Coverages and ISO Metadata

From NOAA Environmental Data Management Wiki

When is a Feature a Coverage?

Historically, geospatial tools have been divided into two groups: those that deal well with gridded datasets, termed "raster GIS", and those that deal with vectors and points, termed "vector GIS". This distinction developed through time because of differences between the technologies used to process and display these data types. The distinction does not exist in the conceptual definition of coverages (ISO 19123) which includes both continuous (grids) and discreet coverages (points and vectors) and as integration of tools for managing both data types has increased, this distinction is becoming less important.

The distinction between these two fundamental data types appears in ISO 19115 as two separate instantiations of the MD_ContentInformation object: MD_CoverageDescription for describing several types of grids and MD_FeatureCatalogDescription for describing feature types (vector and point data).

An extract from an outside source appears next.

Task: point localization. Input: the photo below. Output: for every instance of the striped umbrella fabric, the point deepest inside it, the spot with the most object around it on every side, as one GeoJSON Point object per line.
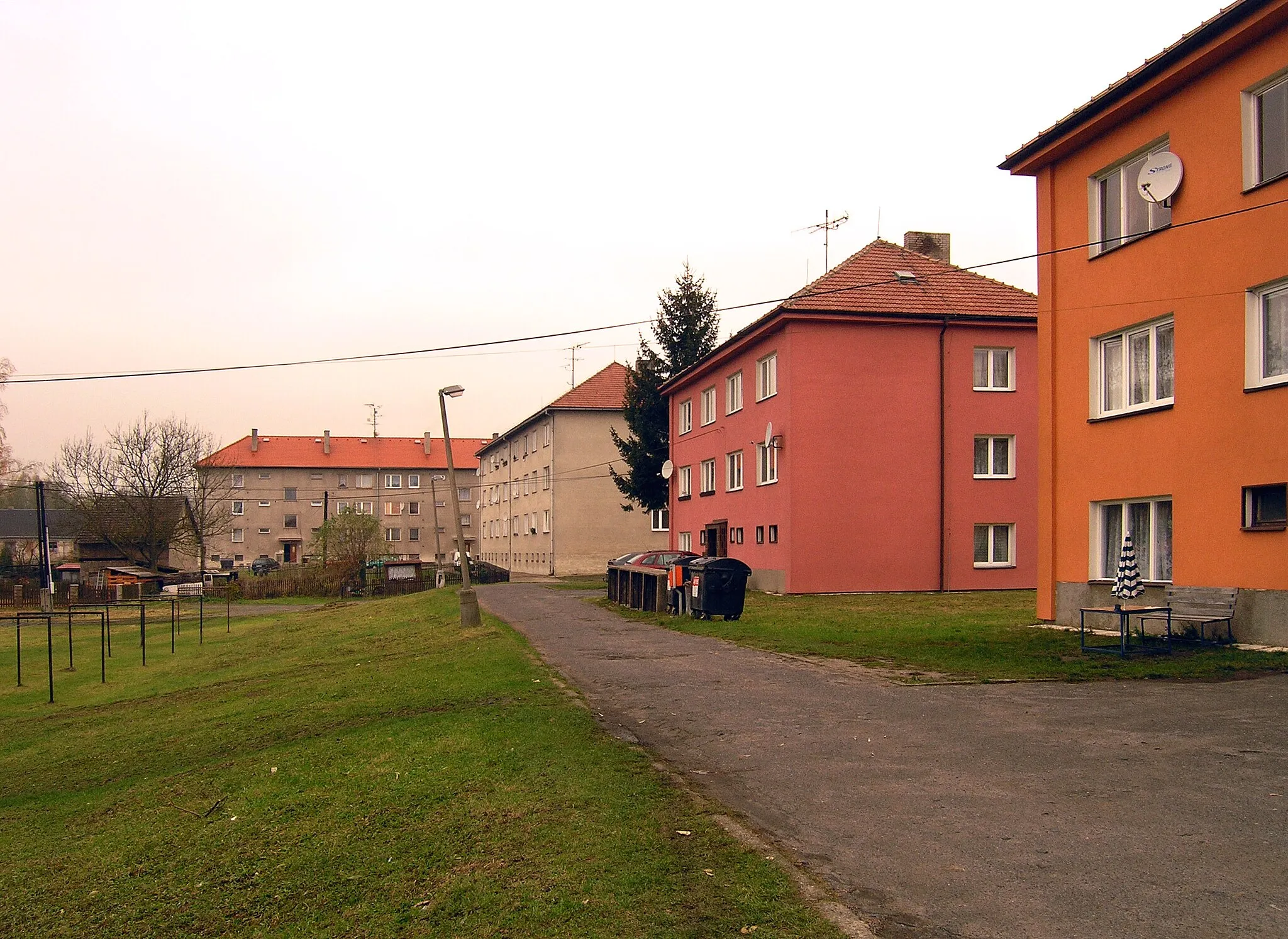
{"type": "Point", "coordinates": [1128, 582]}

Given the evolution of concepts and tools described above, it seems likely that the division between grids and features will become less important with time. Given this convergence, it seems likely that the content of datasets with MD_SpatialRepresentationTypeCode = vector or tin can be described in the context of a coverage.

The discussion here focuses on the grid side, but many of the ideas are equally applicable to features which give the values of a set of attributes at a set of locations. Such a dataset could easily be stored in a database or a spreadsheet.

Multi-Dimensional Gridded Datasets

Multi-Dimensional Dataset
Many satellite data sets are made up of multiple gridded parameters packaged together in a single file. A classic example is the NESDIS 50km Sea Surface Temperature product described in the NESDIS Polar Data Users Guide. As described in the guide and shown schematically in Figure Multi-Dimensional Dataset, the product includes physical measurements, auxiliary data, and quality information presented in a series of grids. The files also include a significant amount of scalar and vector information in "header" variables.

Understanding how to describe data like these is critical to adoption of the ISO standard in the satellite community. The approach proposed here is a first step towards that goal. It requires some changes in the standard that are clearly described here.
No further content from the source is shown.